Ne décelant aucune circonstance de nature à décider différemment dans le cas d’espèce, la Cour considère que cette partie de la requête doit être rejetée pour non-épuisement des voies de recours internes, en application de l’article 35 §§ 1 et 4 de la Convention.
2. Le requérant se plaint d’avoir été privé de son terrain de manière incompatible avec l’article 1 du Protocole no 1, qui est ainsi libellé :
« Toute personne physique ou morale a droit au respect de ses biens.
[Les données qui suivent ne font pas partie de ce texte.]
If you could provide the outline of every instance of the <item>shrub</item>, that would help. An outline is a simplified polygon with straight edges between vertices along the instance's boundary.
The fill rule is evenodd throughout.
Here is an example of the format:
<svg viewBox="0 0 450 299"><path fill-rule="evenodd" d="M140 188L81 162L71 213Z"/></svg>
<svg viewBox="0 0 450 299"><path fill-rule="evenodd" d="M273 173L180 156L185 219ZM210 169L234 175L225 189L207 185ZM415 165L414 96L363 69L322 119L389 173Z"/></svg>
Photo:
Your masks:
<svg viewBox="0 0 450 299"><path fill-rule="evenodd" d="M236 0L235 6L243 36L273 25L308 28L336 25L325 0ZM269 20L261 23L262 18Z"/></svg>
Nul ne peut être privé de sa propriété que pour cause d’utilité publique et dans les conditions prévues par la loi et les principes généraux du droit international.
Les dispositions précédentes ne portent pas atteinte au droit que possèdent les Etats de mettre en vigueur les lois qu’ils jugent nécessaires pour réglementer l’usage des biens conformément à l’intérêt général ou pour assurer le paiement des impôts ou d’autres contributions ou des amendes. »
En l’état actuel du dossier, la Cour ne s’estime pas en mesure de se prononcer sur la recevabilité de cette partie de la requête et juge nécessaire de communiquer celle-ci au gouvernement défendeur pour observations écrites conformément à l’article 54 § 2 b) de son règlement.
3. Le requérant se plaint en substance de l’absence d’équité de la procédure, en raison de l’adoption de la loi no 662 de 1996.
La Cour a considéré ce grief sous l’angle de l’article 6 § 1 de la Convention, qui, dans ses parties pertinentes, prévoit :
« Toute personne a droit à ce que sa cause soit entendue équitablement (...) par un tribunal (...), qui décidera (...) des contestations sur ses droits et obligations de caractère civil (...) »
En l’état actuel du dossier, la Cour ne s’estime pas en mesure de se prononcer sur la recevabilité de cette partie de la requête et juge nécessaire de communiquer celle-ci au gouvernement défendeur pour observations écrites conformément à l’article 54 § 2 b) de son règlement.
Par ces motifs, la Cour, à l’unanimité,
Ajourne l’examen des griefs du requérant tirés de l’article 1 du Protocole no 1 et de l’article 6 § 1 de la Convention quant au manque d’équité de la procédure ;
Déclare la requête irrecevable pour le surplus.